I wandered around at ground level noting roses including

Peach Abundance,

Margaret Merrill,

and Festive Jewel:

 

fuchsias such as Delta’s Sarah:

and the flowering pieris piercing the lawn.

Iris Reticulatas have penetrated the Weeping Birch Bed at the point where the honesty blooms are giving way to the soon to be transparent seed medallions.

Brightly burnished blowflies’ metallic blue bodies mutated into rusty red.

In the meantime Nugget continues his parental duties. So diligently is he zooming backwards and forwards to his nest which may well be in the garden of North Breeze, that he has lost interest in hiding. If his family is domiciled on our neighbour’s property, we will not consider him disloyal because we know that avian boundaries are not the same as ours.

“Where’s Nugget?” (76)

This afternoon, in order to prevent bigger birds from snaffling our robin’s food, Jackie had wired up the outside of their feeder, leaving a robin sized access hole.

While I watched the news this evening, Jackie sat with a glass of Heineken on the patio.

Suddenly Nugget perched, chirping, on the back of the chair next to her. She turned. They made eye contact. Her familiar cocked his to one side and continued tweeting.

“What is it?”, Jackie asked.

A pause. She then said “I know. I’ll come and sort it out.”

He flew ahead of her, stopped in the centre of the path outside the kitchen window, and continued to call until she got up and followed him.

Still flying ahead of Jackie, he perched in the wisteria, waiting while she removed the chicken wire from his larder.

He flew past her head, chirruped his thanks, entered the container, and sped off to feed his brood.

After this we dined on roast pork, chipolata sausages, piquant cauliflower cheese, carrots, broccoli and cabbage with which Jackie continued her Hoegaarden and I finished the Fleurie.

 

 

 

Lathyrus Latifolius Jewels

Such minimal bright light as we enjoyed today graced us early this morning. Thereafter our vision became more and more dingy.
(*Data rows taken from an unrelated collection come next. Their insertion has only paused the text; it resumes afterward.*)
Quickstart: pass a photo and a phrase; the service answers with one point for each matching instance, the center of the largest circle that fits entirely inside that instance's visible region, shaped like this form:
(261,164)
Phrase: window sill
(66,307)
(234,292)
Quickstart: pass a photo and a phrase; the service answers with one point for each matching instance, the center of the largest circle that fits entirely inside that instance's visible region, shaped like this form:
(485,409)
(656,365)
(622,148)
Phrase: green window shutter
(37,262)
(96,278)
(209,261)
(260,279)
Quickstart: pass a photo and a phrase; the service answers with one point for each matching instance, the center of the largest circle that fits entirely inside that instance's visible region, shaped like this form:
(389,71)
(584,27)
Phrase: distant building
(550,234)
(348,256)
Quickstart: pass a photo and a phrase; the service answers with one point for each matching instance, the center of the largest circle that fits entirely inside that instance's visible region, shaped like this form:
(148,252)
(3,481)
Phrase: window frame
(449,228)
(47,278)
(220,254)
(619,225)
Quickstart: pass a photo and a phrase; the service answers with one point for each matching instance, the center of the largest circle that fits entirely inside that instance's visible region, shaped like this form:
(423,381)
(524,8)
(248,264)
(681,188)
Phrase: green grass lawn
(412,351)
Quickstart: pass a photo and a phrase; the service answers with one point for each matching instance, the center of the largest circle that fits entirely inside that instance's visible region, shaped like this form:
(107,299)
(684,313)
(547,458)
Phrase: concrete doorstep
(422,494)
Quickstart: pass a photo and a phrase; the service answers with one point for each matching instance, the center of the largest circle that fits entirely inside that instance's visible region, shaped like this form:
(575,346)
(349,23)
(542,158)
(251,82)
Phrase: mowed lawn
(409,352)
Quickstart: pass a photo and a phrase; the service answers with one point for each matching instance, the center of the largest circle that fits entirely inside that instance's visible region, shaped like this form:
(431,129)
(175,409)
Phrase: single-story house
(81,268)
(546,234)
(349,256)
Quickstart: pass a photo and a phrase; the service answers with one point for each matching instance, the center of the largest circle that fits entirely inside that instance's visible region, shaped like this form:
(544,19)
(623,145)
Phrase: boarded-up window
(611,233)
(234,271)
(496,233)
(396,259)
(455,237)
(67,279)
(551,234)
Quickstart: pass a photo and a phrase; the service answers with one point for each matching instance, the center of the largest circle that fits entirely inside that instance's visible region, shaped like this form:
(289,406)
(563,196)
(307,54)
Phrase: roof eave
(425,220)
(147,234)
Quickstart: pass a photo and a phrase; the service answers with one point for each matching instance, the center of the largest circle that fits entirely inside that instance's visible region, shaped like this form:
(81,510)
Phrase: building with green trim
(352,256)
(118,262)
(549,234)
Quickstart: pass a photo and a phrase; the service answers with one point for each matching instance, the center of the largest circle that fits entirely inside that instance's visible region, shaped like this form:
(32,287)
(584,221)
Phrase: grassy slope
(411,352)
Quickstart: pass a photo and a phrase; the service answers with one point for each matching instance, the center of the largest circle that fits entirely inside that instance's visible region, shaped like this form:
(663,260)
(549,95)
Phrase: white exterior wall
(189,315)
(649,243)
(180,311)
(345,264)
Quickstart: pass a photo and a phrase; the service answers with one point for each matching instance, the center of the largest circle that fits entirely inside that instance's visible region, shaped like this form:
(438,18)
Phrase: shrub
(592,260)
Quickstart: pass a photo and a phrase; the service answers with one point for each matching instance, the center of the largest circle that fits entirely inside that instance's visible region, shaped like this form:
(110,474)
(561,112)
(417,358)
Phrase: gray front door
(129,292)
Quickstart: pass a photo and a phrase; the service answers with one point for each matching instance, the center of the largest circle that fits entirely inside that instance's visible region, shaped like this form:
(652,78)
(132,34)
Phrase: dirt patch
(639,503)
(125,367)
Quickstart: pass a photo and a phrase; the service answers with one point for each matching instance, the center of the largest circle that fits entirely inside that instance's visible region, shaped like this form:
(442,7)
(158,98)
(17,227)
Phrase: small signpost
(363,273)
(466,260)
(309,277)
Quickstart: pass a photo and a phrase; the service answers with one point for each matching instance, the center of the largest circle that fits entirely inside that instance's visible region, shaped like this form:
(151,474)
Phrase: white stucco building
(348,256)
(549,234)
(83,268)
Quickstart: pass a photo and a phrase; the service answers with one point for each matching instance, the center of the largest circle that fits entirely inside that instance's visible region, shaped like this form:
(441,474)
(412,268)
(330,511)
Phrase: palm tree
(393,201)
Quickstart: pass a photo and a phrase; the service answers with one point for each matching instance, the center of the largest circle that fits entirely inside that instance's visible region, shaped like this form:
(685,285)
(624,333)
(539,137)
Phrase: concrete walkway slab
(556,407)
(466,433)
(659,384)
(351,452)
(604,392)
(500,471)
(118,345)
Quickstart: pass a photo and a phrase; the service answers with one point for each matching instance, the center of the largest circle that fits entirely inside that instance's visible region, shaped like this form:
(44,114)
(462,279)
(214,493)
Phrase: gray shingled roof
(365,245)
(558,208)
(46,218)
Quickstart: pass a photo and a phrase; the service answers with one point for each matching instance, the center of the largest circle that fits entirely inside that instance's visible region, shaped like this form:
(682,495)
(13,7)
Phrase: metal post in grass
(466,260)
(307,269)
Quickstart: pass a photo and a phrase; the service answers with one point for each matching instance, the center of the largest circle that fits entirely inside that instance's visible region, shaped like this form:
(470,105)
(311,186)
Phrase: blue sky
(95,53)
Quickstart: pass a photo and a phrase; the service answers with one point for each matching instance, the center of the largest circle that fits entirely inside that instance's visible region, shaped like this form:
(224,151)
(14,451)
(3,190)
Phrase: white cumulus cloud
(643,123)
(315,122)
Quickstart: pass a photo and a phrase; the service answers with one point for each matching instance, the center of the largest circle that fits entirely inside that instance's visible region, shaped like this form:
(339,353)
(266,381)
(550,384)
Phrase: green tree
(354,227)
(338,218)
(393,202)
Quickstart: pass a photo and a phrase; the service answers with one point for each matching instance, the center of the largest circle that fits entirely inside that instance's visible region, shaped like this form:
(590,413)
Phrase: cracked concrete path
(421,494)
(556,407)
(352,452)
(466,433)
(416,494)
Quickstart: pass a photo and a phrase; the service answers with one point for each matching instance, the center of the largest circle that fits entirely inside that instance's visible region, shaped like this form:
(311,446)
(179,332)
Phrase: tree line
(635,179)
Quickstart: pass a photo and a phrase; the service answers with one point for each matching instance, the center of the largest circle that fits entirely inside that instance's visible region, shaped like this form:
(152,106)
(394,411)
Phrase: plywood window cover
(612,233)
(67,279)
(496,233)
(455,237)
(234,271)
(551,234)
In order to provide me with as clear a view of the bird feeders as possible our friend from AP Maintenance cleaned our sand blasted windows. This is not the usual use of the phrase sand blasted. It is what happens when the gravel pit vehicles make their daily trips past the front of our house.

 

I did manage shots of a great tit partaking of peanuts

and suet balls a little earlier. Such is their timidity that these birds swivel around clinging to their perch after each peck in order to ensure their security.

Before the heavier rain descended Jackie alerted me to the bejewelled nature of our garden plants, such as

the outstretched Japanese maple

and drooping Weeping Birch branches;

the fuchsias like Delta’s Sarah;

the spiky New Zealand phormium;

rose bush petals;

fallen leaves;

and the calligraphic curlicues of the lathyrus latifolius (everlasting sweet pea).

When not eyeing his own robin feeder, Nugget, “Where’s Nugget?” (48),

foraged on a bed of crocosmia stubble cleared earlier by Aaron.

For this evening’s dinner, which I relished, Jackie produced succulent roast pork; crisp Yorkshire pudding; piquant cauliflower cheese; creamy mashed potato; crunchy carrots; and tender cabbage, with which she drank Hoegaarden and I drank Mendoza Parra Alta Malbec 2017.